Giving the Gift of Sleep
In this season of gift-giving, I am reminded of my longstanding belief that there's really no better gift than a full night of blissful slumber. Sleep is always a safe bet in the gift-giving department, given that 30-40% of adults in the U.S. don't get enough of it. If only such a gift could be wrapped up in a bow or bestowed upon the weary with the simple wave of a wand...
It's also fairly safe to assume that a large number of those sleep-deprived adults are parents of young children, whose chances of getting a good night's sleep are dependent on whether their children are sleeping soundly. This offers a great opportunity for the perfect family-friendly gift. Readily available, inexpensive, fun and long-lasting (not to mention easily wrapped up in a bow), giving young children the gift of a good sleep-related book or two (or three or four) also serves as a step toward getting them to sleep soundly.
Bedtime books — including but not limited to those that are specifically sleep-focused —make for great gifts on multiples levels. Introducing a nightly routine that includes reading to even the youngest of children not only introduces them to new concepts, vocabulary and imaginative tales, but helps instill a soothing routine and a lasting love of reading. Long story short, making a habit out of reading books together at bedtime is one of the very best ways to not only build young brains and cultivate important skills, but build up a set of shared memories that will also last a lifetime.
With that in mind, let's move on to the fun part: taking a closer look at the books themselves. Many years have passed since the days when my own children were young and I regularly read them to sleep, so I headed on over to my local bookstore to see what's available these days. Shelf upon shelf of both new and time-tested favorites reinforced that the subject of sleep — including in the form of children's books —continues to be of utmost interest. The following are some of my favorites that collectively cover a range of common sleep themes, as well as sleep challenges. In turning to these pages, it's my hope that you and your children will be well on your way to happy bedtime reading… and happier sleeping!
Books that say “good night." If you're looking for a book to establish a bedtime routine around saying good night and going to sleep, you won't have to look very hard. Of course there's Goodnight Moon and Goodnight Gorilla — both of which were such favorites in my household that I can still recite them from memory more than fifteen years later! But whether your child is interested in trucks, mermaids or teddy bears, there's a good night book that will help convince them that saying good night is just what you (and everyone or everything they care about) do.

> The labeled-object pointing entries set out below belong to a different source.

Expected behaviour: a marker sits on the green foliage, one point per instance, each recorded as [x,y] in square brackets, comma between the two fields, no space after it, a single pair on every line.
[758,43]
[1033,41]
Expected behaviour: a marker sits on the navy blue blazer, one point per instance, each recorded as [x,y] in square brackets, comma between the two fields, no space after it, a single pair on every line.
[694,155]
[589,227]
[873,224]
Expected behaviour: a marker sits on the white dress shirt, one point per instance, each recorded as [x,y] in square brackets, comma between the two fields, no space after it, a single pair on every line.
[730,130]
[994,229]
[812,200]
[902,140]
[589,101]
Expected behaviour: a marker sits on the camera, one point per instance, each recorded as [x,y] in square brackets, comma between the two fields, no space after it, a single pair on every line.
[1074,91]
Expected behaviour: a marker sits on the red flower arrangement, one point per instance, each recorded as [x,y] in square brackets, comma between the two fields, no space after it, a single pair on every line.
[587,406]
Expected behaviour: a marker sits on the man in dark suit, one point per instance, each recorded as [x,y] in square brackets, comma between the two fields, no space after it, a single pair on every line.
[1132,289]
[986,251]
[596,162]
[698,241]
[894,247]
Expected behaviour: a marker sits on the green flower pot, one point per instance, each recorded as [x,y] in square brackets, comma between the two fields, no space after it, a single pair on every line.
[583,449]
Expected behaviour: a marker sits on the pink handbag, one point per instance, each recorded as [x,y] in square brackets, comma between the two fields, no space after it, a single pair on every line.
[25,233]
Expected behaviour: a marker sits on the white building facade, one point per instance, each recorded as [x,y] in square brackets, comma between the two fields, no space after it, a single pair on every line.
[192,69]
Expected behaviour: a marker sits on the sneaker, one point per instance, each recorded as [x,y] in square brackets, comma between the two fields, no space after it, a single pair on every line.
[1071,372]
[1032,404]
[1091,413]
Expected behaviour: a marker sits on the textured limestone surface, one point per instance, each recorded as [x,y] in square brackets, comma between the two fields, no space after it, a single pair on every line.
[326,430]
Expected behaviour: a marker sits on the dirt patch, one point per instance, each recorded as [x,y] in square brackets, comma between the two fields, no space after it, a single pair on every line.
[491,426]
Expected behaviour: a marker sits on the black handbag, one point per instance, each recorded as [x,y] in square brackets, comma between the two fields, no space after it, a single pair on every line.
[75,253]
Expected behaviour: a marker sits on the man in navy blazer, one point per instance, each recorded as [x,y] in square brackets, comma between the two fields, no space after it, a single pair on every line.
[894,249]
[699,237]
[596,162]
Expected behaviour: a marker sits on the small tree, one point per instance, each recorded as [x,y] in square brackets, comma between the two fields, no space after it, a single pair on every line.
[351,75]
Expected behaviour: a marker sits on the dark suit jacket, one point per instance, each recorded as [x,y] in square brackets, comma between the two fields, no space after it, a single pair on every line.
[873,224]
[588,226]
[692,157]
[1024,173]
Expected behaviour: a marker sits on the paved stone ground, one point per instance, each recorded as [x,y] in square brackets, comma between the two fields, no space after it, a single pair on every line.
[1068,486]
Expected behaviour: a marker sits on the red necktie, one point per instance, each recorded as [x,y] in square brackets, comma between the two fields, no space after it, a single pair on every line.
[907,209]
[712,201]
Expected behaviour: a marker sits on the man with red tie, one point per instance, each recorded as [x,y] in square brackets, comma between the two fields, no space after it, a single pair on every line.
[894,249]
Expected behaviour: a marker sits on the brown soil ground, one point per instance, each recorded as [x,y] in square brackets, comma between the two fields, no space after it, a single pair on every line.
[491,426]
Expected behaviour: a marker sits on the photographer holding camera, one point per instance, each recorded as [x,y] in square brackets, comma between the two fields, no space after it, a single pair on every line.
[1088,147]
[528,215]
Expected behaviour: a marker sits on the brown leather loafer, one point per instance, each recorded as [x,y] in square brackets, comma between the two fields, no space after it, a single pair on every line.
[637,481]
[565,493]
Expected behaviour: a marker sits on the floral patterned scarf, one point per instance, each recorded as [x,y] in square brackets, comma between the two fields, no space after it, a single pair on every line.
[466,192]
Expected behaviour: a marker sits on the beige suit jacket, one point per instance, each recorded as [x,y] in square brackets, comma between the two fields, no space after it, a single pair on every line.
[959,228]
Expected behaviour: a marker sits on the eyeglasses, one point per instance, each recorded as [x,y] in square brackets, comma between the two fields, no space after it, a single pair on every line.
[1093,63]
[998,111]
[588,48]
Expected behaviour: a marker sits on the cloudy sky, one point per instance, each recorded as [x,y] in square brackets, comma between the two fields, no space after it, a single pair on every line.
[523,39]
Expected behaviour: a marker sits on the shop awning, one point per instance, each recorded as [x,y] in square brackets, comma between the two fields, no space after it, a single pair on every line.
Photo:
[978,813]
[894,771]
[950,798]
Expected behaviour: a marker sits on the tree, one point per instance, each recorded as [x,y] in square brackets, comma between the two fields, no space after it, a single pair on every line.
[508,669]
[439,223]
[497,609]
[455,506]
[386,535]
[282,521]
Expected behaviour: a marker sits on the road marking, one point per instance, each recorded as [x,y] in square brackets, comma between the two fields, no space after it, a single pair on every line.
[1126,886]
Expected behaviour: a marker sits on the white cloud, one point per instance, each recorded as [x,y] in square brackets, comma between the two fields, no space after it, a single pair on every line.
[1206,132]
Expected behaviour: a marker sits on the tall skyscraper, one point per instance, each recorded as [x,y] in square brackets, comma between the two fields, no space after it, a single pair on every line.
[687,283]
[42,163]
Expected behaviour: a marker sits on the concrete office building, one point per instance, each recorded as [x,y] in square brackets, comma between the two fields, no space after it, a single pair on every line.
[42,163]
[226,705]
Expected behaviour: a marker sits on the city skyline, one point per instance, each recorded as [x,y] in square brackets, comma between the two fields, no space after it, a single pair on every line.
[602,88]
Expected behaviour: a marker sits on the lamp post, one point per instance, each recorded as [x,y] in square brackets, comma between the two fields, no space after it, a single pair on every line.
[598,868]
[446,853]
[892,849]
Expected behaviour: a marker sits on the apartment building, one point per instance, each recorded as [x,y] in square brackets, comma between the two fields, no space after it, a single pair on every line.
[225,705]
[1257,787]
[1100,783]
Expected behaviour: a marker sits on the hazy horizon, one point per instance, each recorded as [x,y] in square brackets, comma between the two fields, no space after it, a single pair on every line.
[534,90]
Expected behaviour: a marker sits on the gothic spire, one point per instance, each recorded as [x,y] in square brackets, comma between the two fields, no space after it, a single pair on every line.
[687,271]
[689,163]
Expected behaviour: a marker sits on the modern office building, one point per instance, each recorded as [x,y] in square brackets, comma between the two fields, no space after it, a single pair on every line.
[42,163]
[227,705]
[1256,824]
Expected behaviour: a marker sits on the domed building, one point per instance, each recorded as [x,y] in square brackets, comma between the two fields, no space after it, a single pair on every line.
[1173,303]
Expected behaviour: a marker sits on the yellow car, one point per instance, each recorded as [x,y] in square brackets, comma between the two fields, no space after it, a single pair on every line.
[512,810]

Pages and pages of bedtime fun. It's always a good idea to start by presenting bedtime as a a fun, routine, and eagerly anticipated activity. Taking this approach, you really can't go wrong with the likes of Sandra Boynton, whose Pajama Time book will put a smile on your face by turning the nightly routine of putting on your pajamas into a party, rather than a chore. In similar, fun-loving fashion, Boynton also contributes to the genre with The Going to Bed Book, a book that adds a touch of “everyone's doing it" to the case for a no-hassle bedtime routine.
Bedtime books for truck- and train-lovers. Ever wonder where diggers and monster trucks and fire engines sleep, and what they dream about? Maybe not, but it's a safe bet that more than a few truck-loving toddlers do, in which case there are books for that, starting with Where Do Diggers Sleep at Night? Thanks to the recommendation of a truck-loving toddler (and his mother) I happened to meet in the aisles of the bookstore, I can also share that Good Night, Good Night Construction Site and Steam Train, Dream Train are also likely to fit the bill.
Bedtime resistance books. For children prone to bedtime resistance who struggle to fall asleep, and for whom a simple “good night" isn't likely to do the trick, there are plenty of books to turn to. In Chengdu Could Not, Would Not Fall Asleep, a very tired panda bear has a very hard time falling asleep. In I'm Not Sleepy, a baby owl similarly in need of sleep fights his fatigue. As you might have guessed, both books have a happy ending that involve everyone falling asleep.
One thing any parent of a young child will appreciate is the gift of a better night's sleep for their entire family — that's a gift that will keep on giving, long after the holiday lights come down!